Coates’s “The Intergalactic Empire of Wakanda” unfolds as a story of political conflict, interstellar travel, revolutionary struggle, and large-scale world-building. It is one of the relatively few works in popular culture to imagine outer space populated by a large and varied cast of Black characters. This alone marks a significant departure from many mainstream science fiction traditions, where Black presence has often been limited or peripheral.
The scale of the storyline becomes especially clear in issues #24 and #25, which bring together an extraordinary range of Black superheroes, including T’Challa, Storm, Falcon, Misty Knight, Luke Cage, Zenzi, and Manifold. The result is something akin to a large-scale crossover event, an “Endgame for Black people,” where multiple figures converge within a shared narrative universe.

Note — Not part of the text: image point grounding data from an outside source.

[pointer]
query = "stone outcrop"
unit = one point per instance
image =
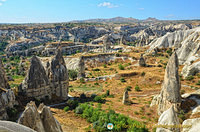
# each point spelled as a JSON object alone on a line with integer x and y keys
{"x": 58, "y": 76}
{"x": 191, "y": 125}
{"x": 142, "y": 62}
{"x": 81, "y": 69}
{"x": 7, "y": 126}
{"x": 169, "y": 120}
{"x": 191, "y": 69}
{"x": 36, "y": 83}
{"x": 187, "y": 43}
{"x": 3, "y": 78}
{"x": 170, "y": 93}
{"x": 125, "y": 97}
{"x": 7, "y": 97}
{"x": 40, "y": 119}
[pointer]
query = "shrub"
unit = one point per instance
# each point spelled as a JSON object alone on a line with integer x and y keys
{"x": 82, "y": 80}
{"x": 72, "y": 103}
{"x": 100, "y": 119}
{"x": 73, "y": 74}
{"x": 143, "y": 74}
{"x": 121, "y": 67}
{"x": 189, "y": 78}
{"x": 66, "y": 108}
{"x": 198, "y": 83}
{"x": 128, "y": 88}
{"x": 99, "y": 99}
{"x": 122, "y": 79}
{"x": 137, "y": 88}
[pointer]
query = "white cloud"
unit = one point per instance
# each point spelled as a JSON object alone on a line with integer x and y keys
{"x": 141, "y": 8}
{"x": 108, "y": 5}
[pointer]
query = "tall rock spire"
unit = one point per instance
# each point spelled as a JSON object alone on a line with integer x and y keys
{"x": 59, "y": 76}
{"x": 170, "y": 93}
{"x": 36, "y": 83}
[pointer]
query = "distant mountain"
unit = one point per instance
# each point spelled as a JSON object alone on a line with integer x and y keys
{"x": 111, "y": 20}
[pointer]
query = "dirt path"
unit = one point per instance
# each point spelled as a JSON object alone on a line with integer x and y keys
{"x": 69, "y": 121}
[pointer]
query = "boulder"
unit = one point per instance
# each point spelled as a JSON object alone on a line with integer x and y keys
{"x": 170, "y": 93}
{"x": 169, "y": 120}
{"x": 41, "y": 119}
{"x": 36, "y": 84}
{"x": 8, "y": 126}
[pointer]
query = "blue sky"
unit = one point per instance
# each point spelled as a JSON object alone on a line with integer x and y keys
{"x": 20, "y": 11}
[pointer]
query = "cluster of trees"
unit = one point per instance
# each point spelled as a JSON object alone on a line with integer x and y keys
{"x": 101, "y": 118}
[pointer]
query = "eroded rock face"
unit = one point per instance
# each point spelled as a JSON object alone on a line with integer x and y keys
{"x": 169, "y": 119}
{"x": 191, "y": 70}
{"x": 3, "y": 78}
{"x": 81, "y": 65}
{"x": 7, "y": 97}
{"x": 59, "y": 76}
{"x": 142, "y": 62}
{"x": 41, "y": 119}
{"x": 36, "y": 83}
{"x": 8, "y": 126}
{"x": 170, "y": 93}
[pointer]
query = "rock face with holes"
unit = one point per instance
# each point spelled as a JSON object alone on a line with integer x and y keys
{"x": 81, "y": 69}
{"x": 142, "y": 62}
{"x": 169, "y": 119}
{"x": 36, "y": 83}
{"x": 40, "y": 119}
{"x": 7, "y": 97}
{"x": 58, "y": 76}
{"x": 170, "y": 93}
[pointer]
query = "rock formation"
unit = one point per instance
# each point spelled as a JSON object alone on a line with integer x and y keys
{"x": 7, "y": 126}
{"x": 58, "y": 76}
{"x": 142, "y": 62}
{"x": 186, "y": 41}
{"x": 191, "y": 125}
{"x": 81, "y": 69}
{"x": 41, "y": 119}
{"x": 3, "y": 78}
{"x": 7, "y": 97}
{"x": 169, "y": 120}
{"x": 191, "y": 69}
{"x": 125, "y": 97}
{"x": 36, "y": 83}
{"x": 170, "y": 93}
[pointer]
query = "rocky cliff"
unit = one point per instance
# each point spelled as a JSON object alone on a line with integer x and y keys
{"x": 170, "y": 93}
{"x": 40, "y": 119}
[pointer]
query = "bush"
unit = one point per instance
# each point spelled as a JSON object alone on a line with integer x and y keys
{"x": 121, "y": 67}
{"x": 82, "y": 80}
{"x": 143, "y": 74}
{"x": 198, "y": 83}
{"x": 189, "y": 78}
{"x": 72, "y": 103}
{"x": 100, "y": 119}
{"x": 99, "y": 99}
{"x": 66, "y": 108}
{"x": 137, "y": 88}
{"x": 128, "y": 88}
{"x": 73, "y": 74}
{"x": 122, "y": 79}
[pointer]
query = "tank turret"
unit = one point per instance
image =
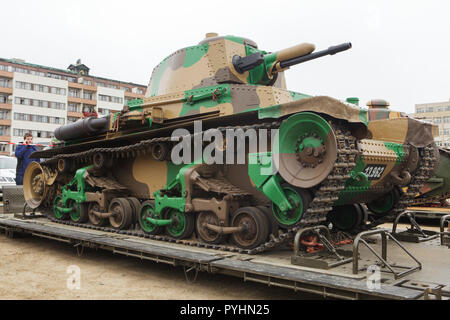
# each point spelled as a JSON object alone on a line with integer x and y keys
{"x": 228, "y": 59}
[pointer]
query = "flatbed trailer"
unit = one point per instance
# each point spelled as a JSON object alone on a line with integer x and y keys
{"x": 429, "y": 212}
{"x": 272, "y": 268}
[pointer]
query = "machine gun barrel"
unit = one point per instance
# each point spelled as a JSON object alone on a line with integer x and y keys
{"x": 330, "y": 51}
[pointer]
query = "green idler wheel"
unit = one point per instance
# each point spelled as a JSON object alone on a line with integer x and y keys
{"x": 148, "y": 212}
{"x": 79, "y": 212}
{"x": 57, "y": 202}
{"x": 304, "y": 150}
{"x": 385, "y": 204}
{"x": 299, "y": 200}
{"x": 182, "y": 224}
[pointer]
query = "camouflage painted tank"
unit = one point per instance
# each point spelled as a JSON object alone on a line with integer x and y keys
{"x": 436, "y": 191}
{"x": 317, "y": 158}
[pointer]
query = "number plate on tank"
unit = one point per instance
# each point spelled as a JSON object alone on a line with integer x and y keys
{"x": 374, "y": 171}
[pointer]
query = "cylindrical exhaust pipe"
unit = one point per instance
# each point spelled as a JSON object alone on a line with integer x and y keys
{"x": 82, "y": 128}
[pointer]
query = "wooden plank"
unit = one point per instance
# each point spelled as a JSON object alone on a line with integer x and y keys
{"x": 318, "y": 279}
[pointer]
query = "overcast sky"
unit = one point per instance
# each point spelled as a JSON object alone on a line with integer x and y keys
{"x": 400, "y": 51}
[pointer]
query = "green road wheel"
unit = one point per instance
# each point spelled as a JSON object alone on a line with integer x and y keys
{"x": 148, "y": 211}
{"x": 79, "y": 211}
{"x": 299, "y": 199}
{"x": 58, "y": 203}
{"x": 183, "y": 223}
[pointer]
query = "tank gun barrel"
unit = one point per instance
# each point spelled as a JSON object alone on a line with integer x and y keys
{"x": 280, "y": 60}
{"x": 330, "y": 51}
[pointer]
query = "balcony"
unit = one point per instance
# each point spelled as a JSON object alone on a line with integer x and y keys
{"x": 82, "y": 86}
{"x": 74, "y": 114}
{"x": 5, "y": 90}
{"x": 6, "y": 106}
{"x": 81, "y": 100}
{"x": 133, "y": 95}
{"x": 6, "y": 74}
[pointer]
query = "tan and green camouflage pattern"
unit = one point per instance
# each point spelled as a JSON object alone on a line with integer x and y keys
{"x": 201, "y": 83}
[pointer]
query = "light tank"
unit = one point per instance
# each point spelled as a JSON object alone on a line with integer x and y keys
{"x": 323, "y": 158}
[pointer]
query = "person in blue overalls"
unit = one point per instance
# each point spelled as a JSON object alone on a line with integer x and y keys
{"x": 23, "y": 152}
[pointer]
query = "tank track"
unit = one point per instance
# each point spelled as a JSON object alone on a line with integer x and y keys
{"x": 327, "y": 192}
{"x": 426, "y": 200}
{"x": 426, "y": 167}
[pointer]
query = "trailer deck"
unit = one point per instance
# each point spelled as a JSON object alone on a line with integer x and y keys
{"x": 273, "y": 268}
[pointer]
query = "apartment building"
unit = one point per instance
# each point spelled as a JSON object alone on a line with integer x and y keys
{"x": 38, "y": 99}
{"x": 439, "y": 114}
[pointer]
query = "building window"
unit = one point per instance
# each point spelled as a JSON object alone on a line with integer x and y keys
{"x": 4, "y": 131}
{"x": 88, "y": 95}
{"x": 5, "y": 83}
{"x": 38, "y": 118}
{"x": 74, "y": 93}
{"x": 3, "y": 99}
{"x": 40, "y": 103}
{"x": 4, "y": 115}
{"x": 40, "y": 88}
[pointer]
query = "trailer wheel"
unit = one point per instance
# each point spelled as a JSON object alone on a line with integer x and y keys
{"x": 148, "y": 211}
{"x": 122, "y": 213}
{"x": 346, "y": 217}
{"x": 205, "y": 234}
{"x": 183, "y": 224}
{"x": 96, "y": 221}
{"x": 255, "y": 227}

Star Wars for Black People was designed to invite viewers and readers to consider what it means to imagine Black life, history, and possibility on an epic, intergalactic scale. In doing so, it highlights how Coates’s work extends the boundaries of both superhero comics and Afrofuturist storytelling, offering a vision of Black presence that is expansive, interconnected, and undeniably central.